Monde

Les événements égyptiens en direct: Moubarak ne briguera pas un nouveau mandat présidentiel

Slate.fr, mis à jour le 07.02.2011 à 17 h 37

Place Tahrir, le 1er février, capture vidéo. REUTERS/Reuters TV

Place Tahrir, le 1er février, capture vidéo. REUTERS/Reuters TV

  • Huitième jour de manifestations mardi 1er février en Egypte pour demander le départ du président Hosni Moubarak.
  • L'opposition a appelé à une «marche de 1 million de personnes».
  • L'armée affirme qu'elle n'utilisera pas la force contre les manifestants.
  • Hosni Moubarak a chargé son vice-président d'ouvrir le dialogue avec l'opposition.

 - Mardi 1er février -

Moubarak ne quittera pas le pouvoir, mais ne briguera pas un nouveau mandat

22h40 [REUTERS] Hosni Moubark a annoncé à la télévision qu’il ne quitterait pas le pouvoir mais qu’il ne briguerait pas un nouveau mandat lors des élections prévues en septembre:

 «Le Hosni Moubarak qui vous parle aujourd’hui est fier de ses résultats accomplis pendant les années au cours desquelles il a servi l’Egypte et ses habitants. (…) Ceci est mon pays. C’est le pays où j’ai vécu, pour lequel je me suis battu, défendu ses intérêts et sa souveraineté. Et c’est l’endroit où je mourrai.»

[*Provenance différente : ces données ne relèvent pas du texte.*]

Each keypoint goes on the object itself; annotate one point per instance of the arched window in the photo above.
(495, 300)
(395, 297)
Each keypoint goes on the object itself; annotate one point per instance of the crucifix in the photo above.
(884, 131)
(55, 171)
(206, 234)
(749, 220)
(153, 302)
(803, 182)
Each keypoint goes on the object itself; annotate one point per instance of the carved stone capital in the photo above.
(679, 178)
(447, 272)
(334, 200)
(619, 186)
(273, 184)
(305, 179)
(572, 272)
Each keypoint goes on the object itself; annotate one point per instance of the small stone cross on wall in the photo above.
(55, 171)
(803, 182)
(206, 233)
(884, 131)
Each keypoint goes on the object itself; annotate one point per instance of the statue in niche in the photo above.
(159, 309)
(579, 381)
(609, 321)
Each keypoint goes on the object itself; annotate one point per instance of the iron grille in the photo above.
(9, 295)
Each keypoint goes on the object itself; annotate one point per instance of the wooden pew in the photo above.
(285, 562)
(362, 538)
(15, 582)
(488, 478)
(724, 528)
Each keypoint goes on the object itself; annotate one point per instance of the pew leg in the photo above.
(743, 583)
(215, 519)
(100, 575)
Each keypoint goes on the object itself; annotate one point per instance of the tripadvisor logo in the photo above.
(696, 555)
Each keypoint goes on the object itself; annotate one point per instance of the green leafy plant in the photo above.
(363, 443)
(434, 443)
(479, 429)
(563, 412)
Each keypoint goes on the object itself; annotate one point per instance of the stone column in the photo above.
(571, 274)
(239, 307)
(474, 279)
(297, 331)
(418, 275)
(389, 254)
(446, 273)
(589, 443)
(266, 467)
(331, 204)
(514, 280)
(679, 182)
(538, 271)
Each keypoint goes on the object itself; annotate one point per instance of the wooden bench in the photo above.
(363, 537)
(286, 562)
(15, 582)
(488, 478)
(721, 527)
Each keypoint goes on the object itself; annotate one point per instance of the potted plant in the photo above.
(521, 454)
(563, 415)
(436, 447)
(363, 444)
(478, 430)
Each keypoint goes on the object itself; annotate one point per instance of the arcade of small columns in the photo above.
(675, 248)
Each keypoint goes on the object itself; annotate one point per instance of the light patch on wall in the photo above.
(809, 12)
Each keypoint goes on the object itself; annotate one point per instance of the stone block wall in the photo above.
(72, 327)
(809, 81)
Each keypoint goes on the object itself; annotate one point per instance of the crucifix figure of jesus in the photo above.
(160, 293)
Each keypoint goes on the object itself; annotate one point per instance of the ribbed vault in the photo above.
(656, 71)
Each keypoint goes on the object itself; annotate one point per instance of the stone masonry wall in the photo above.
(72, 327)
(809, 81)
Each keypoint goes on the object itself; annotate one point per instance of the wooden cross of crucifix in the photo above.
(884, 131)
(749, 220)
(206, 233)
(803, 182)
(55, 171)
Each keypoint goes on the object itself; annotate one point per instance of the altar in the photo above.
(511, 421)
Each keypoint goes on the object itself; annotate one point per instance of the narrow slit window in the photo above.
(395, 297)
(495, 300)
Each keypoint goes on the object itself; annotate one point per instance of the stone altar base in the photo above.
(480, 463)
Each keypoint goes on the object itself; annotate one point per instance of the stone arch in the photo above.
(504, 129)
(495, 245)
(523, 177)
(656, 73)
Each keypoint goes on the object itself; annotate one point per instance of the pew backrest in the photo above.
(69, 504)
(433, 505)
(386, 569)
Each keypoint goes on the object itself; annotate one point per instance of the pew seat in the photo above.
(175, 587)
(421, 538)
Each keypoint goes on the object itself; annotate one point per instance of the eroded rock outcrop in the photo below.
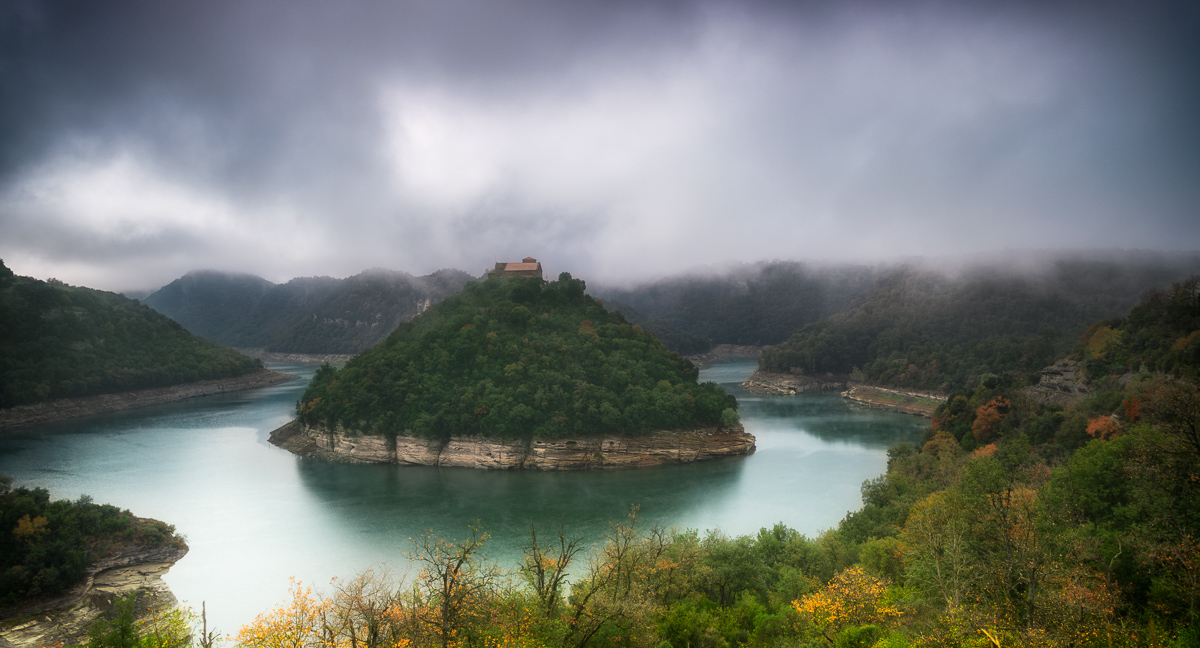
(65, 619)
(790, 384)
(919, 403)
(1062, 383)
(605, 453)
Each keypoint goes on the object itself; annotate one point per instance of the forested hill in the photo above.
(306, 315)
(64, 341)
(924, 329)
(516, 358)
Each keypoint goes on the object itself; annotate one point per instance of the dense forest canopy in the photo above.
(924, 329)
(63, 341)
(756, 305)
(516, 358)
(1014, 522)
(306, 315)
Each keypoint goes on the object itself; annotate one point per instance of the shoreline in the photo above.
(84, 406)
(600, 453)
(66, 618)
(918, 403)
(336, 359)
(790, 384)
(905, 401)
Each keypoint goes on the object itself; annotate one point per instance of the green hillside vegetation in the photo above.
(63, 341)
(929, 331)
(516, 358)
(46, 546)
(1013, 523)
(306, 315)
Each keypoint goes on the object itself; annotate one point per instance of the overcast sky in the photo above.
(616, 139)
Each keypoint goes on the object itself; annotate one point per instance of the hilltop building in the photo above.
(527, 268)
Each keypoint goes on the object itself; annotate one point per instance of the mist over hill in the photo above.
(306, 315)
(767, 303)
(60, 341)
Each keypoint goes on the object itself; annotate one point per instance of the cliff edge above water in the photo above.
(599, 453)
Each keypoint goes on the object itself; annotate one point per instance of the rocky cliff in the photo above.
(605, 453)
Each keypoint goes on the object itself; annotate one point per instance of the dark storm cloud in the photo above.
(139, 141)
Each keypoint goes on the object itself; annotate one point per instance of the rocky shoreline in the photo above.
(604, 453)
(336, 359)
(65, 619)
(70, 408)
(919, 403)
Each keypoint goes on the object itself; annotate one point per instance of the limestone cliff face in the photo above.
(65, 619)
(579, 454)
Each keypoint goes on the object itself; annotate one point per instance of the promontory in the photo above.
(517, 372)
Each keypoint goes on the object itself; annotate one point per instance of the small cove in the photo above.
(256, 515)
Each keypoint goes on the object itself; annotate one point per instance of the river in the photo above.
(256, 516)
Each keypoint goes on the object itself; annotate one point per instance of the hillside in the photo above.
(306, 315)
(61, 341)
(928, 330)
(516, 359)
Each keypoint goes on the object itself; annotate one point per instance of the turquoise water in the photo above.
(256, 515)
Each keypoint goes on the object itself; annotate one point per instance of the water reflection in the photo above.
(402, 501)
(256, 515)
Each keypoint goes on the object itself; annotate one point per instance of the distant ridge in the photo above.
(60, 341)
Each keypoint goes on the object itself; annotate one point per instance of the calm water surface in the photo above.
(256, 515)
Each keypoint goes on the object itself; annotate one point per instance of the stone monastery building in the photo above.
(527, 268)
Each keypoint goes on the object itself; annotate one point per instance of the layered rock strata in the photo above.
(1062, 383)
(66, 619)
(921, 403)
(70, 408)
(604, 453)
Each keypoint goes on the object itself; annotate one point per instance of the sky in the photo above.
(618, 139)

 Moubarak s’est également engagé à introduire une série de réformes, et a demandé à la justice de combattre  la corruption.

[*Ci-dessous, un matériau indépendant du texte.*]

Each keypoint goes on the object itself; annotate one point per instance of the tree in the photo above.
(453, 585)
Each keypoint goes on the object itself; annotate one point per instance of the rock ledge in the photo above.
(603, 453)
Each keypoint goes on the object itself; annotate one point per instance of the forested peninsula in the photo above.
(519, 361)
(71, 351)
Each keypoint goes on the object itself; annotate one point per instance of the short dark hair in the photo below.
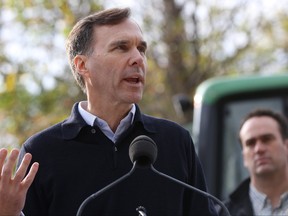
(81, 36)
(279, 118)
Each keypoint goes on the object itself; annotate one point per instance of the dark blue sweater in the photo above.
(77, 160)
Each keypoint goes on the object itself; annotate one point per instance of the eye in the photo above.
(250, 143)
(122, 47)
(142, 49)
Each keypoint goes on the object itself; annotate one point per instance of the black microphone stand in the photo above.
(94, 195)
(192, 188)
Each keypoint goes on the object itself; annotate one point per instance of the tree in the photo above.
(190, 41)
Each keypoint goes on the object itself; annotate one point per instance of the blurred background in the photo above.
(189, 42)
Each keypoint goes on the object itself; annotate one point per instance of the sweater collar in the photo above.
(74, 123)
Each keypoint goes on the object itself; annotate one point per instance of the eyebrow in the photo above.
(124, 42)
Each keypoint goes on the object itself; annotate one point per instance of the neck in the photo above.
(112, 113)
(272, 186)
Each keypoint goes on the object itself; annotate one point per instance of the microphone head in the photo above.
(143, 151)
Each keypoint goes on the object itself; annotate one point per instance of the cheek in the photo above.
(247, 157)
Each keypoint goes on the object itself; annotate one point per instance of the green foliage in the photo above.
(189, 43)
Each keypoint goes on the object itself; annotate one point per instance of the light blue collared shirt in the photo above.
(262, 205)
(92, 120)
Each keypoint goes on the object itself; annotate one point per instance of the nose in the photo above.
(259, 147)
(137, 58)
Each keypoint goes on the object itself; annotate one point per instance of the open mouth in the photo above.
(133, 80)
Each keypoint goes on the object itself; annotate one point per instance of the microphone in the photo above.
(143, 152)
(143, 155)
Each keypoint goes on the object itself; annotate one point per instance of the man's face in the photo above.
(116, 69)
(264, 151)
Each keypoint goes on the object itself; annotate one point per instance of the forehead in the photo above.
(128, 29)
(257, 126)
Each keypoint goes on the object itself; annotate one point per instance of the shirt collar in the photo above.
(90, 118)
(258, 199)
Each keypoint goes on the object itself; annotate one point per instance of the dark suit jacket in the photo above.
(239, 203)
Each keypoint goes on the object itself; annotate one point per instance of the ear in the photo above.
(80, 64)
(286, 145)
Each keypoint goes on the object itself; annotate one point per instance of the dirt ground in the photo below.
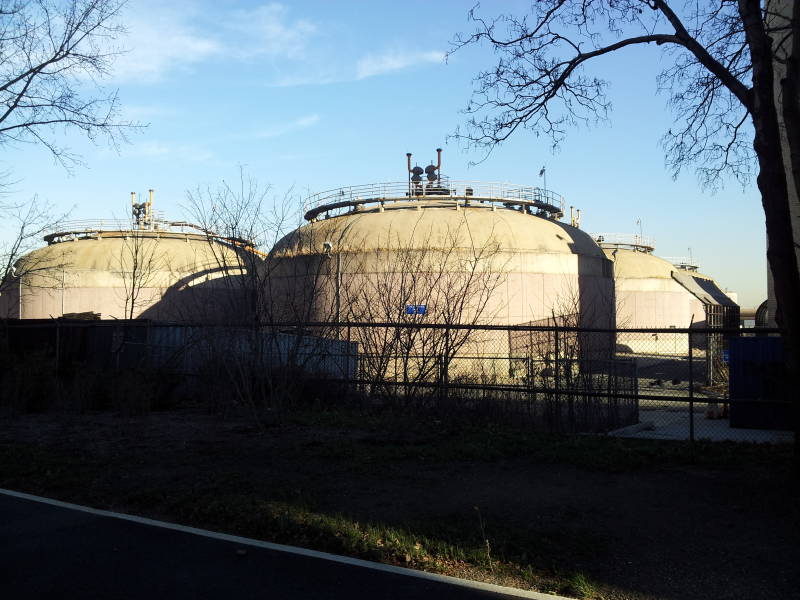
(649, 529)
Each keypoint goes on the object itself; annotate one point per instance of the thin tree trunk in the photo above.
(773, 185)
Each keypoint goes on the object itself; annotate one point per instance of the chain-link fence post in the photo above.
(691, 390)
(557, 366)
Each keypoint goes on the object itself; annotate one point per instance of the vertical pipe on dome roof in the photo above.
(408, 157)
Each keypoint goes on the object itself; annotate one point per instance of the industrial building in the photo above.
(449, 253)
(147, 267)
(440, 251)
(652, 292)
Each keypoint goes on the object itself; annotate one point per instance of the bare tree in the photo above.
(52, 53)
(140, 262)
(730, 108)
(26, 224)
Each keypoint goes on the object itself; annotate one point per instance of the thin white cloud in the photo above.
(162, 43)
(372, 65)
(164, 38)
(288, 127)
(157, 149)
(268, 31)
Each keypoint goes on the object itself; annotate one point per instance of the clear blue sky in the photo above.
(323, 94)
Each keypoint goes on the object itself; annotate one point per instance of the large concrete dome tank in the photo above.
(654, 292)
(440, 252)
(145, 268)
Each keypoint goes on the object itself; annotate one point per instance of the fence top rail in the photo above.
(297, 325)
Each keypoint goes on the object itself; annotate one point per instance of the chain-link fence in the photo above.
(719, 384)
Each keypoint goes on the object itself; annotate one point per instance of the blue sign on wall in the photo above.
(416, 309)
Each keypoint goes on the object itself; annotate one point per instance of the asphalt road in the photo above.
(55, 552)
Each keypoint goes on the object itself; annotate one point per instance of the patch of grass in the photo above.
(579, 586)
(458, 544)
(376, 439)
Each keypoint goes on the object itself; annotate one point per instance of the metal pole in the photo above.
(557, 366)
(338, 293)
(691, 390)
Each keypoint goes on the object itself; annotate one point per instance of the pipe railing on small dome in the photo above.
(95, 228)
(631, 241)
(351, 198)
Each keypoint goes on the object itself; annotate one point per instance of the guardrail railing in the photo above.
(625, 239)
(337, 199)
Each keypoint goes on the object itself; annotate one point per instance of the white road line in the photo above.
(477, 585)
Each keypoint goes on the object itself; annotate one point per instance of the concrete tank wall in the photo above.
(466, 265)
(516, 267)
(160, 275)
(648, 296)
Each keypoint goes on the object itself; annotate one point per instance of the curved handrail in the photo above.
(334, 200)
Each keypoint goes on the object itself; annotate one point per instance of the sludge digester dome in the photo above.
(441, 252)
(146, 268)
(653, 292)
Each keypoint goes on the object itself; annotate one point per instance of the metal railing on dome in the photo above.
(682, 262)
(632, 240)
(67, 230)
(344, 198)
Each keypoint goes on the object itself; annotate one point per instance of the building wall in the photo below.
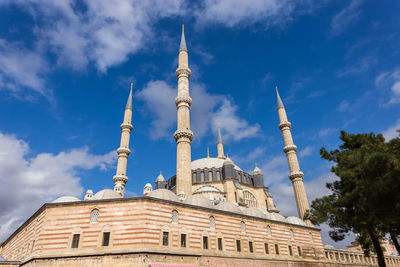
(137, 224)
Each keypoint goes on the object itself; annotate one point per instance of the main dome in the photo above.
(210, 163)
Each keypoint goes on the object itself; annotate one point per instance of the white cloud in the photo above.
(345, 17)
(21, 68)
(29, 182)
(391, 132)
(207, 111)
(390, 79)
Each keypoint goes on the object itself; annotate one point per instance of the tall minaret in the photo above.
(220, 146)
(123, 151)
(183, 134)
(295, 175)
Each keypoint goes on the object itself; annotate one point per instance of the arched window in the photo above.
(94, 215)
(212, 222)
(242, 226)
(291, 234)
(269, 231)
(174, 216)
(249, 199)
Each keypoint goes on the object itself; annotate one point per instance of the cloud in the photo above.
(391, 132)
(390, 79)
(207, 111)
(21, 68)
(243, 13)
(28, 182)
(361, 66)
(345, 17)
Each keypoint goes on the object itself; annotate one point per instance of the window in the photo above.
(219, 243)
(205, 242)
(291, 234)
(276, 249)
(75, 240)
(106, 239)
(269, 231)
(94, 215)
(165, 238)
(183, 240)
(249, 199)
(238, 245)
(174, 216)
(266, 248)
(251, 246)
(242, 227)
(212, 222)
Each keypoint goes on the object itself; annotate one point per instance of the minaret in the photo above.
(220, 146)
(295, 175)
(123, 151)
(183, 134)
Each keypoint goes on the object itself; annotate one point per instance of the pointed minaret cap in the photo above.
(280, 103)
(160, 178)
(219, 135)
(129, 102)
(257, 170)
(182, 46)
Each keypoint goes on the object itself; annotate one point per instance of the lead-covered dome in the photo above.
(66, 199)
(106, 194)
(210, 163)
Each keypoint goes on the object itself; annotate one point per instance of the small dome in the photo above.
(295, 220)
(164, 194)
(209, 163)
(228, 206)
(253, 212)
(66, 199)
(257, 170)
(207, 188)
(160, 178)
(199, 200)
(106, 194)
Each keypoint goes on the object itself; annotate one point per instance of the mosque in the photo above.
(211, 213)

17h30 [Wall Street Journal, Financial Times, Ansa] Les représentants des chrétiens coptes d'Egypte ne veulent pas le départ de Hosni Moubarak. C'est du moins la ligne qu'a défendue le Pape Shenouda III, patriarche d'Alexandrie, dans une interview à la télévision d'Etat ce lundi, retranscrite hier sur le site de la chaîne:

«Nous avons appelé le président et nous lui avons dit: "Nous sommes avec vous et tout le peuple est avec vous aussi".»

Samy Farag, le directeur d'un hôpital d'Alexandrie qui avait accueilli des blessés de l'attentat du 1er janvier contre des coptes, renchérit:

«Nous nous sentons plus en sécurité avec lui parce qu'il est à la tête d'un parti qui est grand et fort. S'il s'en va, d'autres partis vont accéder au pouvoir, et on ne les connaît pas.»

Les Coptes représenteraient entre 6 et 10% des 80 millions d'Egyptiens. Souffrant déjà de violence et de discriminations, ils ne voudraient pas que leur situation se dégrade encore avec l'arrivée au pouvoir des Frères musulmans ou d'autres mouvements extrémistes.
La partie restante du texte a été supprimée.